On Tuesday, the B.C. First Nations Summit and the Asia Pacific Foundation of Canada are unveiling a province-wide initiative on China, emulating that strategy in a broader fashion.
The First Nations-China Desk is a portal to help native communities gain access to markets for their forestry and fishery products – at a time when China is emerging as a key customer. In May, for the first time, China surpassed the United States in the value of shipments for B.C. lumber exports.
But the band trade office will also help Chinese investors navigate the unfamiliar territory of doing business in a province where resource development is often clouded by unsettled native land claims.
"There is a perception out there that our people are out to block everything," said Ed John, grand chief of the First Nations Summit. "That's not the case, but if you are coming to our house, you better knock first."
While China and Canada aim to double current trade levels to $60-billion by 2015, native bands have exacted little benefit from B.C.'s Pacific Gateway strategy.
Mr. John is spearheading an effort to change that. He has completed four trade missions to China, and in October, he'll go back to help raise a five-metre-tall totem pole created by B.C. aboriginal youth for the Qiang people, a gift to commemorate thousands of deaths in the Chinese city of Beichuan in the 2008 earthquake in the Sichuan province.

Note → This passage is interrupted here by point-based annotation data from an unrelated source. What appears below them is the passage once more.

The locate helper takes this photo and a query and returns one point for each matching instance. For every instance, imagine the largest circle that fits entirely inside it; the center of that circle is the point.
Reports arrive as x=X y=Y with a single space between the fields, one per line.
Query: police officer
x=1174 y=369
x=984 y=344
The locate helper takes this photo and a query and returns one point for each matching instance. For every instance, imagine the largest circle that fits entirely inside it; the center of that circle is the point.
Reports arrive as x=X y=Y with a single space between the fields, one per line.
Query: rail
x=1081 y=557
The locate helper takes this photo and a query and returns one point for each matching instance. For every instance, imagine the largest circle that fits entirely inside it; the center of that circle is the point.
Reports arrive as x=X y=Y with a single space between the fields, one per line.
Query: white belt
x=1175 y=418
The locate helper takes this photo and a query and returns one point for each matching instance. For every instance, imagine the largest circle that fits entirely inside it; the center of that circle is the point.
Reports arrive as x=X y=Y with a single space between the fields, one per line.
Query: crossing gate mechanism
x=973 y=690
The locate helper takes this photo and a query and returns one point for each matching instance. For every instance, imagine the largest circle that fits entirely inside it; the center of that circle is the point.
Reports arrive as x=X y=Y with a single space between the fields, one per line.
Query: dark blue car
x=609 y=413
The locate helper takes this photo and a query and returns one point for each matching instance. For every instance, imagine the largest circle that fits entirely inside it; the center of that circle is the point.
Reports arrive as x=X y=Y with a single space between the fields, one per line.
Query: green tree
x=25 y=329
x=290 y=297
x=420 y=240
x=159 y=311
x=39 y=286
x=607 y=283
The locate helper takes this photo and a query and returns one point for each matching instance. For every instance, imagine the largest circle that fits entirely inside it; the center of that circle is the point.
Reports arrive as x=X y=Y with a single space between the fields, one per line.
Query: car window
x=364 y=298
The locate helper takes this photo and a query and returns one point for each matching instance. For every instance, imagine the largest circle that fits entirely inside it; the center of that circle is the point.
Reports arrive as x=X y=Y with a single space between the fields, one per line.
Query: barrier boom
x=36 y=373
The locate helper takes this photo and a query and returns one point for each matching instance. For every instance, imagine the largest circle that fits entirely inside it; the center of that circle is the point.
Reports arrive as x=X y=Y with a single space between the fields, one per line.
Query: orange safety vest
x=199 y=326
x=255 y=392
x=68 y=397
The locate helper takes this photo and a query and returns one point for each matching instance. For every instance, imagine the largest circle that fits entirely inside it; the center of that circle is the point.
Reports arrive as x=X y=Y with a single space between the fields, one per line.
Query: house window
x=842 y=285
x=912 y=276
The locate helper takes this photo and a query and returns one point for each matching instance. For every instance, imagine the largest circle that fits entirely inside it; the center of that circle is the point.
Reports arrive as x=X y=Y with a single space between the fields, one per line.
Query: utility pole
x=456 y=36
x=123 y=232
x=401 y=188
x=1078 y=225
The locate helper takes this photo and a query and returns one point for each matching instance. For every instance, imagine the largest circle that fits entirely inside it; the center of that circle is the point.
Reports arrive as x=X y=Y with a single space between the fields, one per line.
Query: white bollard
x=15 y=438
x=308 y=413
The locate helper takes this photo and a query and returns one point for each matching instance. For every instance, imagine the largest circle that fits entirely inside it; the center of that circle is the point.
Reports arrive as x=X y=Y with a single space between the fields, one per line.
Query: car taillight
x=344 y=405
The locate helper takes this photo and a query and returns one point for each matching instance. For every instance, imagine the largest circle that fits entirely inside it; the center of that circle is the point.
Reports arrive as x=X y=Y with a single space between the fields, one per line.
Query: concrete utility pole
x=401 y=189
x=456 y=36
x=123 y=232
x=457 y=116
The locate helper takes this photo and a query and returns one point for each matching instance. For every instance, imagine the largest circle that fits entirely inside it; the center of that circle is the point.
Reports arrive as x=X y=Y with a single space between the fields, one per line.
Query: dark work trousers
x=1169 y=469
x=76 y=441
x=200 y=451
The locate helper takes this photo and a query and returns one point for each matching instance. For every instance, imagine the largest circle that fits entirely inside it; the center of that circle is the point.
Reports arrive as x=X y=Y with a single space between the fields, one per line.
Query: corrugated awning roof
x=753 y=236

He said governments and businesses rarely include reserves in their trade mission efforts in China, but the aboriginal cultural exchanges have proven valuable.
"When our drums and regalia come out, the tone in the room changes completely. The Chinese understand culture and tradition," he said. "We are creating our own opportunities here." The key, he said, lies in educating investors on the need to secure "informed consent" from the bands – even in a province where the government doesn't always recognize that standard.
Yuen Pau Woo, president of the Asia Pacific Foundation of Canada, said B.C. native bands can help unlock significant investments in the province, but he said Chinese investors all too often discover aboriginal interests only after conflict arises.
"There is a lot of ignorance about the role first nations play in resource development projects in British Columbia," he said. "Most Chinese investors probably come across this issue after the fact, when they have proceeded with plans to partner with mainstream Canadian companies."
Securing certainty by working with native bands can unlock new economic development potential, Mr. Woo said. "I think we are talking about billions of dollars."
British Columbia's native communities have often been, at best, reactive to Chinese investment in energy and mining projects.
But that is starting to change. The Kaska Dena Council in Northern B.C. is in the final stages of a deal with a Chinese company to open a silver mine in its traditional territories, and is negotiating with two other mining companies.
The council's chief negotiator, Dave Porter, said the terms are groundbreaking in scope. There is compensation for the impact on the band's aboriginal rights and title, as well as a share of all money spent on exploration. "It's a significant breakthrough in the area of profit-sharing," he said. "More of that can happen if first nations are approached in the right way."